Mais il existe un autre pays qui possède à la fois des drones Wing Loong et des missiles Blue Arrow et qui a également envoyé des fournitures à l’Éthiopie : les Émirats arabes unis.
D’après une base de données sur les armes tenue par l’Institut international de recherche sur la paix de Stockholm (SIPRI), les EAU possèdent à la fois des drones Wing Loong et des missiles Blue Arrow.
Et la recherche de données de vol montre 119 vols de fret sur une période de cinq mois l’année dernière, depuis les aéroports militaires des EAU vers la base aérienne de Harar Meda (au sud-est d’Addis-Abeba) et Bole, le principal aéroport international de la capitale. Là encore, nous ne pouvons pas être sûrs de ce que ces vols transportaient.
Quelle est la réponse de l’Éthiopie ?
Le porte-parole du gouvernement éthiopien, Legesse Tulu, n’a pas voulu entrer dans les détails de ces incidents.
“Je ne dirai pas où, mais le gouvernement les a utilisés [les drones] à différents moments et dans différents endroits”, dit-il à la BBC. Il a également insisté sur le fait qu’ils n’ont pas été utilisés contre des civils.

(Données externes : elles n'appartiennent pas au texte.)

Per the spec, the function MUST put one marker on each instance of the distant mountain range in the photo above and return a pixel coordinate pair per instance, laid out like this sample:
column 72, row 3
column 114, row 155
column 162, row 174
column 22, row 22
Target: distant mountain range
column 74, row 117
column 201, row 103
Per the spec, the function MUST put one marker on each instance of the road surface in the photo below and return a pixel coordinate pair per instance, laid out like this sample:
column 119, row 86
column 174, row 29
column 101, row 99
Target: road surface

Nous ne savons pas avec certitude quand ces drones ont été fournis.
La BBC a contacté les gouvernements concernés par les informations selon lesquelles des drones armés provenant de leurs pays ont été utilisés en Éthiopie – mais ils n’ont pas répondu.
Nous avons également contacté l’entreprise de défense turque qui fabrique le drone Bayraktar, mais nous n’avons pas obtenu de réponse.
L’Éthiopie ne fait actuellement l’objet d’aucun embargo sur les armes, et l’exportation de drones armés est une zone grise en termes de réglementation et de traités internationaux.
Mais leur utilisation dans les zones de conflit à travers le monde semble être en augmentation.
Wim Zwijnenburg, du groupe PAX, estime que l’exemple de l’Éthiopie “soulève de sérieuses questions, compte tenu des nombreuses allégations de violations du droit international.”